Let's assume a simple calibration procedure: After 7 days, take the mean error (of day 2-7) and use that as a simple calibration offset. If we use the mean error as the offset (100%) or half of the mean error as the offset (50%), we get the following MARD from day 8-14: (0% no calibration)
100% 50% 0%
Sensor 1 12.4% 13.4% 15.0%
Sensor 2 9.17% 10.0% 10.9%
Sensor 3 12.7% 9.68% 11.8%

The system can definitely get some benefit from a calibration process.

Thursday, 11 June 2015

Issues with new sensor and the Dawn Phenomenon

It was time to remove my second sensor a few days ago, and time to start up my third sensor.
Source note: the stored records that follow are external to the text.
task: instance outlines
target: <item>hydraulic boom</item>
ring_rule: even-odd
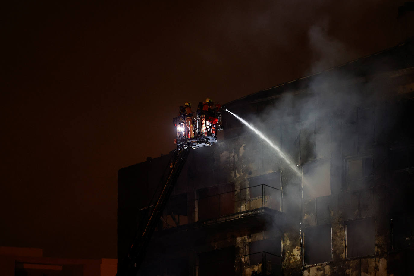
[[[173,188],[178,179],[193,143],[183,143],[174,151],[170,160],[166,180],[160,183],[148,206],[149,218],[143,230],[134,240],[123,267],[119,268],[117,276],[136,276],[144,260],[149,240],[159,222]]]

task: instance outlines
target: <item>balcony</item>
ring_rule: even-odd
[[[282,257],[266,252],[220,259],[200,259],[194,268],[196,276],[282,275]]]
[[[253,217],[272,216],[275,218],[274,215],[281,213],[282,191],[265,184],[203,195],[199,192],[200,197],[194,202],[195,221],[200,225],[231,221],[243,221],[249,224],[255,220]]]
[[[219,191],[221,192],[217,192]],[[185,233],[187,238],[190,230],[193,230],[192,235],[197,236],[198,232],[200,235],[209,232],[215,235],[284,224],[282,191],[268,185],[236,190],[233,186],[221,185],[199,190],[197,194],[198,198],[195,200],[167,206],[161,218],[164,230],[157,231],[156,235],[181,232]],[[184,211],[187,210],[193,214]]]

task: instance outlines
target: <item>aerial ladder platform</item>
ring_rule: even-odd
[[[180,110],[182,107],[180,107]],[[159,224],[190,150],[211,146],[217,141],[216,132],[220,129],[216,127],[220,119],[219,108],[209,112],[197,111],[190,121],[186,120],[185,115],[181,114],[173,118],[173,123],[177,128],[177,137],[174,139],[177,147],[171,154],[168,168],[147,208],[147,216],[140,223],[141,230],[134,238],[123,265],[118,267],[116,276],[138,275],[150,240]]]

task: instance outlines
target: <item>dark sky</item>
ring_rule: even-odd
[[[116,257],[117,170],[174,148],[184,101],[229,101],[414,35],[404,0],[9,2],[0,245],[52,257]]]

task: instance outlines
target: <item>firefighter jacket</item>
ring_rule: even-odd
[[[185,118],[192,117],[193,110],[191,110],[191,108],[188,106],[186,106],[184,109],[185,110]]]

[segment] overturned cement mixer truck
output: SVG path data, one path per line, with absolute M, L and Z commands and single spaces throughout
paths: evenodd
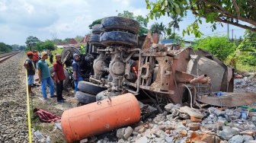
M 162 112 L 160 105 L 168 103 L 214 104 L 215 92 L 233 91 L 234 68 L 213 54 L 181 44 L 153 43 L 150 33 L 137 37 L 139 27 L 136 21 L 121 17 L 105 17 L 94 25 L 90 40 L 97 51 L 93 73 L 78 83 L 75 94 L 86 105 L 62 116 L 68 141 L 139 122 L 138 100 L 150 99 Z

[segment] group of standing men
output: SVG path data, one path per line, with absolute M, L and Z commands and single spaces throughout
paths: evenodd
M 50 53 L 51 54 L 51 53 Z M 46 86 L 47 84 L 50 85 L 50 97 L 57 97 L 58 103 L 64 103 L 64 99 L 62 97 L 63 91 L 63 81 L 66 79 L 66 75 L 64 73 L 64 65 L 61 61 L 61 55 L 56 54 L 56 62 L 53 64 L 54 80 L 56 83 L 56 96 L 53 94 L 54 84 L 51 78 L 51 75 L 49 71 L 48 64 L 46 59 L 48 59 L 48 53 L 46 52 L 42 52 L 39 56 L 37 51 L 28 52 L 27 58 L 25 60 L 24 67 L 27 68 L 27 84 L 28 84 L 28 92 L 30 95 L 34 95 L 32 91 L 32 84 L 34 84 L 34 75 L 35 75 L 36 69 L 38 69 L 38 83 L 41 84 L 41 91 L 44 100 L 47 100 L 46 94 Z M 53 56 L 50 56 L 53 58 Z M 82 81 L 82 76 L 81 73 L 81 68 L 78 63 L 79 56 L 78 54 L 73 55 L 73 79 L 75 84 L 75 93 L 78 91 L 78 83 Z M 53 59 L 50 59 L 50 62 L 53 62 Z

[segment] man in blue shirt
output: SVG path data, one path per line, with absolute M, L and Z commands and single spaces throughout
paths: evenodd
M 39 84 L 41 84 L 41 91 L 44 100 L 47 100 L 46 85 L 50 85 L 50 97 L 56 97 L 53 95 L 54 84 L 50 77 L 48 64 L 46 59 L 48 59 L 48 53 L 43 52 L 41 53 L 41 59 L 37 62 Z
M 73 69 L 73 79 L 74 79 L 74 84 L 75 84 L 75 93 L 76 91 L 78 91 L 78 89 L 77 88 L 78 82 L 80 81 L 82 81 L 83 78 L 82 77 L 82 74 L 81 74 L 81 68 L 80 68 L 80 65 L 78 63 L 79 61 L 79 56 L 78 54 L 75 53 L 73 55 L 73 63 L 72 65 L 72 69 Z

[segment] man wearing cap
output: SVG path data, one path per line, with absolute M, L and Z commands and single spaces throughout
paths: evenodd
M 62 97 L 62 91 L 63 91 L 63 81 L 66 78 L 64 73 L 64 66 L 61 62 L 61 55 L 55 55 L 56 62 L 53 64 L 53 71 L 54 71 L 54 79 L 56 82 L 56 94 L 57 94 L 57 102 L 63 103 L 64 98 Z
M 83 78 L 82 77 L 82 73 L 81 73 L 81 68 L 79 65 L 79 56 L 77 53 L 75 53 L 73 55 L 73 62 L 72 62 L 72 70 L 73 70 L 73 79 L 74 79 L 74 84 L 75 84 L 75 93 L 78 91 L 78 84 L 80 81 L 82 81 Z
M 25 60 L 24 67 L 27 68 L 27 87 L 28 87 L 28 93 L 29 94 L 34 95 L 32 92 L 31 85 L 34 84 L 34 75 L 35 75 L 35 68 L 33 65 L 33 52 L 28 52 L 27 53 L 27 58 Z
M 34 56 L 33 56 L 34 65 L 37 68 L 37 64 L 38 60 L 39 60 L 39 56 L 38 56 L 38 53 L 37 53 L 37 50 L 33 51 L 33 53 L 34 53 Z
M 50 77 L 47 62 L 46 61 L 46 59 L 48 59 L 48 53 L 46 52 L 42 52 L 41 56 L 41 59 L 37 63 L 38 82 L 39 84 L 41 84 L 41 91 L 43 99 L 47 100 L 47 84 L 50 85 L 50 97 L 56 97 L 56 96 L 53 95 L 54 84 L 52 78 Z

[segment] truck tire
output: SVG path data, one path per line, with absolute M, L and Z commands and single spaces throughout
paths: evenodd
M 51 78 L 52 78 L 52 79 L 53 79 L 53 83 L 54 83 L 54 89 L 56 89 L 56 81 L 55 81 L 55 80 L 54 80 L 54 71 L 53 71 L 53 66 L 50 67 L 50 68 L 49 68 L 49 71 L 50 71 L 50 74 Z M 65 88 L 65 87 L 68 85 L 68 84 L 69 84 L 69 75 L 68 71 L 67 71 L 66 69 L 65 69 L 65 68 L 64 68 L 64 74 L 65 74 L 66 78 L 65 78 L 65 80 L 63 81 L 63 88 Z
M 101 30 L 101 24 L 95 24 L 92 27 L 91 33 L 93 34 L 100 34 L 103 30 Z
M 101 21 L 101 25 L 104 32 L 120 30 L 136 34 L 139 29 L 139 24 L 137 21 L 123 17 L 105 17 Z
M 105 90 L 105 91 L 103 91 L 98 93 L 96 95 L 96 101 L 100 101 L 100 100 L 103 100 L 105 99 L 108 99 L 107 94 L 109 95 L 110 97 L 112 97 L 118 96 L 120 94 L 121 94 L 120 92 L 109 93 L 107 92 L 107 90 Z
M 91 82 L 81 81 L 78 82 L 78 88 L 79 91 L 96 95 L 99 92 L 106 90 L 105 87 L 98 87 L 97 84 Z
M 121 31 L 104 32 L 101 34 L 100 42 L 107 46 L 126 45 L 134 47 L 138 44 L 138 37 L 133 33 Z
M 100 43 L 100 35 L 99 34 L 91 35 L 90 38 L 90 43 L 97 47 L 106 47 L 106 46 Z
M 61 53 L 62 61 L 64 60 L 65 57 L 67 56 L 69 52 L 70 52 L 70 54 L 67 57 L 65 64 L 66 64 L 69 66 L 71 66 L 71 65 L 72 63 L 72 59 L 73 59 L 73 54 L 77 53 L 77 54 L 79 55 L 79 54 L 81 54 L 81 52 L 80 52 L 79 49 L 75 48 L 75 47 L 64 48 L 64 49 L 62 50 L 62 52 Z
M 88 93 L 84 93 L 82 91 L 76 91 L 75 98 L 78 101 L 84 103 L 91 103 L 96 102 L 95 95 L 92 95 Z

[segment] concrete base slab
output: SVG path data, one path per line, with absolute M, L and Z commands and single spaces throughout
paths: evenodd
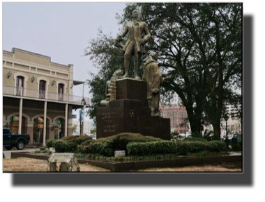
M 12 153 L 11 158 L 26 157 L 48 160 L 50 155 L 40 155 L 33 153 Z M 176 167 L 188 165 L 196 165 L 221 162 L 242 161 L 241 153 L 237 155 L 233 153 L 232 155 L 202 157 L 202 158 L 180 158 L 170 160 L 156 160 L 146 161 L 132 161 L 124 162 L 110 162 L 98 160 L 84 160 L 77 158 L 78 163 L 89 163 L 112 171 L 134 171 L 153 167 Z

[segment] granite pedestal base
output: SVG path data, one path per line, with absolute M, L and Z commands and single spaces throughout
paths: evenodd
M 109 106 L 97 108 L 97 138 L 132 133 L 170 140 L 170 119 L 151 117 L 146 82 L 117 81 L 116 94 Z

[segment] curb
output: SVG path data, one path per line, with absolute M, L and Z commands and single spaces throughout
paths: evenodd
M 36 159 L 41 159 L 48 160 L 50 155 L 40 155 L 36 154 L 23 153 L 11 153 L 11 158 L 26 157 Z M 139 169 L 145 169 L 153 167 L 184 167 L 189 165 L 197 165 L 202 164 L 208 164 L 213 162 L 236 162 L 242 161 L 241 155 L 215 156 L 215 157 L 204 157 L 194 158 L 178 158 L 172 160 L 158 160 L 149 161 L 135 161 L 126 162 L 109 162 L 96 161 L 91 160 L 83 160 L 77 158 L 79 163 L 89 163 L 97 167 L 110 170 L 111 171 L 133 171 Z

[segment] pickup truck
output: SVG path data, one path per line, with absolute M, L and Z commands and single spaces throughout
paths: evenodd
M 12 135 L 10 128 L 3 128 L 3 146 L 7 150 L 12 149 L 13 146 L 16 146 L 18 150 L 22 150 L 30 140 L 29 134 Z

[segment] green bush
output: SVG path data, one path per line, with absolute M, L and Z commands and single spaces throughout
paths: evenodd
M 98 153 L 106 156 L 114 155 L 113 142 L 107 140 L 104 142 L 91 141 L 87 145 L 80 145 L 77 146 L 77 152 L 82 153 Z
M 183 139 L 183 141 L 190 141 L 190 142 L 194 142 L 194 141 L 201 141 L 201 142 L 207 142 L 206 139 L 204 138 L 199 138 L 199 137 L 186 137 Z
M 223 142 L 213 141 L 181 141 L 176 142 L 177 152 L 179 154 L 186 155 L 188 153 L 197 153 L 202 151 L 220 152 L 226 148 L 226 144 Z
M 56 152 L 76 152 L 77 146 L 86 140 L 93 140 L 88 135 L 72 135 L 63 137 L 54 142 L 52 147 Z
M 47 148 L 54 147 L 53 144 L 54 144 L 54 142 L 55 142 L 56 141 L 57 141 L 57 140 L 54 140 L 54 139 L 46 140 L 47 147 Z
M 119 135 L 100 138 L 83 142 L 77 146 L 77 151 L 82 153 L 98 153 L 107 156 L 114 155 L 117 150 L 125 150 L 130 142 L 147 142 L 162 141 L 160 138 L 144 136 L 135 133 L 121 133 Z
M 238 142 L 233 142 L 232 143 L 232 149 L 234 151 L 242 151 L 241 146 Z
M 50 150 L 45 149 L 45 150 L 35 150 L 34 153 L 47 153 L 51 154 L 52 152 Z
M 150 142 L 130 142 L 127 146 L 128 155 L 146 155 L 176 153 L 175 142 L 162 140 Z
M 58 140 L 52 145 L 56 152 L 73 152 L 70 149 L 70 144 L 66 140 Z

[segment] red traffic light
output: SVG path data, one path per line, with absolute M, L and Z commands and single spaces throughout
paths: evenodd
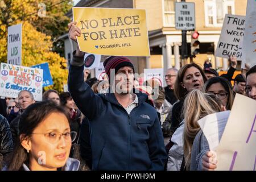
M 197 32 L 196 31 L 195 31 L 192 34 L 193 39 L 197 39 L 199 36 L 199 33 L 198 32 Z

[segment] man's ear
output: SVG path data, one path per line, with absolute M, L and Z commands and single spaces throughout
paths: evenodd
M 21 134 L 19 136 L 20 144 L 28 152 L 31 150 L 31 142 L 28 136 L 25 136 L 25 134 Z

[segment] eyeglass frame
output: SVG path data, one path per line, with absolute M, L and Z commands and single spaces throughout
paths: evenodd
M 218 97 L 220 99 L 225 99 L 229 96 L 229 93 L 226 92 L 221 92 L 220 93 L 207 92 L 207 93 L 214 94 L 217 97 Z M 225 93 L 225 94 L 226 94 L 226 96 L 225 96 L 225 97 L 224 97 L 224 98 L 221 98 L 221 97 L 218 96 L 218 94 L 220 94 L 220 93 Z
M 8 108 L 8 109 L 11 109 L 11 109 L 14 109 L 14 107 L 15 107 L 15 106 L 8 106 L 7 108 Z
M 57 140 L 56 142 L 51 142 L 49 141 L 51 143 L 57 143 L 58 142 L 60 141 L 61 136 L 63 136 L 63 135 L 64 135 L 65 134 L 67 134 L 67 133 L 60 133 L 60 132 L 58 132 L 58 131 L 51 131 L 51 132 L 32 133 L 31 134 L 31 135 L 32 134 L 44 134 L 44 136 L 46 137 L 46 135 L 47 134 L 49 134 L 51 133 L 56 133 L 57 134 L 59 134 L 59 140 Z M 76 131 L 72 131 L 67 132 L 67 133 L 69 133 L 69 136 L 70 136 L 70 138 L 71 138 L 71 143 L 73 142 L 76 139 L 76 136 L 77 136 L 77 133 Z M 72 139 L 72 138 L 71 138 L 71 135 L 72 135 L 71 133 L 75 134 L 75 136 L 74 137 L 73 139 Z M 65 140 L 67 140 L 67 139 L 66 139 L 65 138 L 65 136 L 63 136 L 63 138 Z

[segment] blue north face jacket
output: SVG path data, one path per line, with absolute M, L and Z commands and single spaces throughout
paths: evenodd
M 113 93 L 93 93 L 84 81 L 83 58 L 73 59 L 68 89 L 90 121 L 92 169 L 163 170 L 167 154 L 156 111 L 145 102 L 147 96 L 137 94 L 138 105 L 128 114 Z

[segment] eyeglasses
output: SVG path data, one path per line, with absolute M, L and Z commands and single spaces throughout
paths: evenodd
M 208 93 L 214 94 L 220 100 L 225 99 L 228 96 L 228 93 L 227 92 L 220 92 L 220 93 L 214 93 L 213 92 L 209 92 Z
M 32 134 L 44 134 L 46 139 L 51 143 L 56 143 L 60 140 L 60 136 L 63 136 L 64 139 L 67 140 L 75 141 L 77 133 L 76 131 L 66 132 L 65 133 L 53 131 L 49 133 L 32 133 Z
M 176 76 L 176 75 L 166 75 L 164 76 L 165 77 L 167 77 L 168 78 L 171 78 L 172 77 Z
M 15 106 L 8 106 L 9 109 L 14 109 Z

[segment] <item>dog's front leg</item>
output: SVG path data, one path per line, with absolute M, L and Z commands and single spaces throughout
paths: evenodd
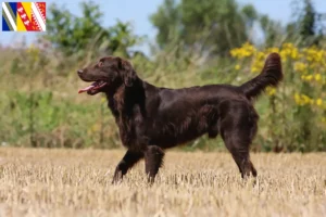
M 145 168 L 149 182 L 154 182 L 155 176 L 163 165 L 164 152 L 160 146 L 150 145 L 145 152 Z
M 133 152 L 128 150 L 116 166 L 112 183 L 116 183 L 117 181 L 122 180 L 123 176 L 127 174 L 128 169 L 131 168 L 142 157 L 142 152 Z

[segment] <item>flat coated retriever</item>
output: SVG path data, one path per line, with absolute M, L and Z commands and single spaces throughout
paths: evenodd
M 259 120 L 253 102 L 266 87 L 276 87 L 283 79 L 279 54 L 271 53 L 262 73 L 239 87 L 160 88 L 140 79 L 128 61 L 116 56 L 102 58 L 77 74 L 84 81 L 92 81 L 79 93 L 105 93 L 122 143 L 127 148 L 113 182 L 141 158 L 152 182 L 162 166 L 164 149 L 205 133 L 209 138 L 221 133 L 242 178 L 256 176 L 249 156 Z

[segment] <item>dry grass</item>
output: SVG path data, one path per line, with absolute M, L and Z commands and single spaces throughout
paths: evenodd
M 168 152 L 111 184 L 122 151 L 0 149 L 0 216 L 326 216 L 326 154 L 253 154 L 256 184 L 227 153 Z

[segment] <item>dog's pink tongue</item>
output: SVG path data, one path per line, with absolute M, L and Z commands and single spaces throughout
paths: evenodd
M 88 90 L 91 90 L 92 88 L 95 88 L 95 85 L 93 85 L 93 84 L 91 84 L 90 86 L 88 86 L 88 87 L 86 87 L 86 88 L 83 88 L 83 89 L 78 90 L 78 93 L 86 92 L 86 91 L 88 91 Z

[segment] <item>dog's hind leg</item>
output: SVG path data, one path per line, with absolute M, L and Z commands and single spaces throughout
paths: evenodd
M 127 174 L 128 169 L 130 169 L 142 157 L 142 152 L 133 152 L 128 150 L 115 168 L 112 183 L 122 180 L 123 176 Z
M 256 132 L 256 120 L 258 116 L 253 111 L 234 107 L 233 113 L 226 114 L 221 123 L 221 136 L 242 178 L 249 177 L 250 174 L 256 177 L 256 170 L 249 154 L 250 144 Z
M 145 169 L 148 181 L 153 182 L 155 176 L 163 164 L 164 152 L 160 146 L 150 145 L 145 152 Z

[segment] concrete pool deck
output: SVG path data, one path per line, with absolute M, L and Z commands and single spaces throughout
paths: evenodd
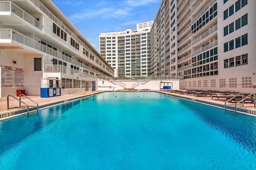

Image taken right after I let my wife pull off the sensor. Again, no issues with keeping it stuck for 14-15 days. The extra tegaderm over the sensor do help and you can see the ripple effect it caused on my skin.


The dawn phenomenon could be clearly seen in action during many nights. Around 4am, my glucose levels suddenly starts to rise. This is due to the liver releasing glucose in order to prepare me for the day (If I understand it correctly). The graphs below show the sudden rise (+-4am) while I was still sleeping. It gets kind of difficult to manage this, you need to perfectly time the long acting insulin to peak at 4am or start the night on a lowish glucose level (which increase the probability of a hypo during the night), or just make sure to wake up and eat breakfast asap after 5am. I really like my sleep, getting up early is not my favourite option.



My 3rd sensor is giving me some issues. It seems to be always lower than my BG readings (offset issue). There also seems to be some scaling issue. Abbott is going for a calibration free option with the FreeStyle Libre, but it would have been great if they just added an option to calibrate the sensor in case something goes wrong or is a bit off. The readings still follow my BG trend, but needs an adjustment.
Due to my limited stock of sensors and no Libre support in South-Africa, I'm keeping the sensor in, hoping that the offset might improve over time. The asterisks (*) on the graph shows the BG readings (done with a finger prick test). 







Yes, I'm not having a good BG day today, but the readings from the Libre seems to improve a little, hopefully it will be as good as the previous two sensors soon.